O único exemplo que me ocorre para ilustrar o que seria um documento wiki é algo que também não existiria sem a Internet: o blog, contração de “web log”, um texto mantido por uma pessoa na Internet e no qual outras pessoas podem colaborar incluindo comentários. Pois um documento wiki é parecido. A diferença é que enquanto o blog tem um “dono”, que pode ou não aceitar os comentários ali postados, o documento wiki pode ser editado coletivamente e as novas contribuições vão imediatamente ao ar sem que seu conteúdo precise ser revisado antes da publicação. A partir do momento em que o documento wiki foi posto à disposição da comunidade de internautas, qualquer um pode dar seu pitaco, incluindo itens ou alterando o conteúdo dos existentes. Documentos deste tipo são chamados de documentos wiki abertos.
O maior, mais conhecido e certamente mais útil documento wiki é a Wikipedia. Fundada e mantida por Jimmy Wales, a Wikipedia era até recentemente uma enciclopédia aberta. Não somente pode ser consultada gratuitamente por qualquer internauta como também, aderindo estritamente aos princípios wiki, até este mês podia ser alterada por qualquer pessoa independentemente de estar ou não registrada.
Eu mesmo sou um usuário inveterado da Wikipedia. Para assuntos técnicos a versão em inglês é insuperável. Afinal trata-se de uma enciclopédia escrita presumivelmente por especialistas e revisada permanentemente por uma equipe quase infinita de outros especialistas (se alguém consulta um termo técnico e encontra um erro pode imediatamente alterar o texto eliminando qualquer impropriedade). Experimente: o URL da página principal da versão em inglês é < http://en.wikipedia.org/wiki/Main_Page >. Mas não se preocupe: se você tem dificuldade com textos em inglês, há uma versão da Wikipedia em praticamente qualquer idioma. A em português está em < http://pt.wikipedia.org/wiki/ > mas é predominantemente redigida no português de Portugal. E se você está inclinado a procurar por uma versão em português do Brasil em < http://br.wikipedia.org/wiki/ > como seria de esperar, não perca seu tempo: lá encontrará apenas a página principal da Wikipedia em degemer, uma variante do idioma bretão (daí o “br”), uma língua de origem celta ainda cultivada por alguns habitantes da Bretanha e da região do Loire, na França (eu não disse que havia uma versão para praticamente qualquer idioma? Há centenas delas em línguas tão exóticas quanto o suomi, tagalo, maori e uma misteriosíssima Bân-lâm-gú, que a própria Wikipedia me revela – assim como me revelou o que era o degemer – ser um dialeto falado no Sul da província de Fu Jian, na costa sudoeste da China).
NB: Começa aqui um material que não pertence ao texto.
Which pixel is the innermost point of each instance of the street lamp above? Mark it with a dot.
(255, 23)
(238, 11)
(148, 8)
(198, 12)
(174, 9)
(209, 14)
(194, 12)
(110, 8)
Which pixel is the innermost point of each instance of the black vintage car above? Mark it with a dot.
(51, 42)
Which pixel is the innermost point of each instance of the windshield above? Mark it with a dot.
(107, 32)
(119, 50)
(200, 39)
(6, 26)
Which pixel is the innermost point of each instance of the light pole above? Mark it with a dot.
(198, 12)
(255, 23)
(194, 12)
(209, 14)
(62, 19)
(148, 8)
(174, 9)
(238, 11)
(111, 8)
Agora que você já sabe o que é a Wikipedia e como ela funciona, é provavel que tenha aflorado à sua mente a preocupação com a ação de vândalos. Afinal, não foi à toa que Nelson Rodrigues afirmou que “a humanidade não deu certo”. Um texto com enorme frequência de visitantes e que permite a qualquer um efetuar as alterações que lhe derem na veneta certamente há de ser o alvo predileto de beocios, boçais, mequetrefes e outras tantas categorias de patifes que infestam a espécie humana. Pois bem: é quase inacreditável, mas até recentemente coisa funcionava bem. Não que a Wikipedia fosse imune a vandalismos: havia sempre um idiota de plantão para atacá-la regularmente. Mas o software wiki não somente permite fazer alterações facilmente como permite desfazê-las com a mesma facilidade. E em geral as tolices adicionadas pelos eventuais cretinos permaneciam no ar por poucas horas e eram rapidamente removidas pelos freqüentadores habituais da enciclopédia, que revertiam o texto ao estado anterior. Um negócio mais ou menos anárquico e que, apesar disso (ou talvez por isso mesmo) funcionou por anos a fio de forma perfeitamente aceitável sem jamais ter causado qualquer incidente desagradável.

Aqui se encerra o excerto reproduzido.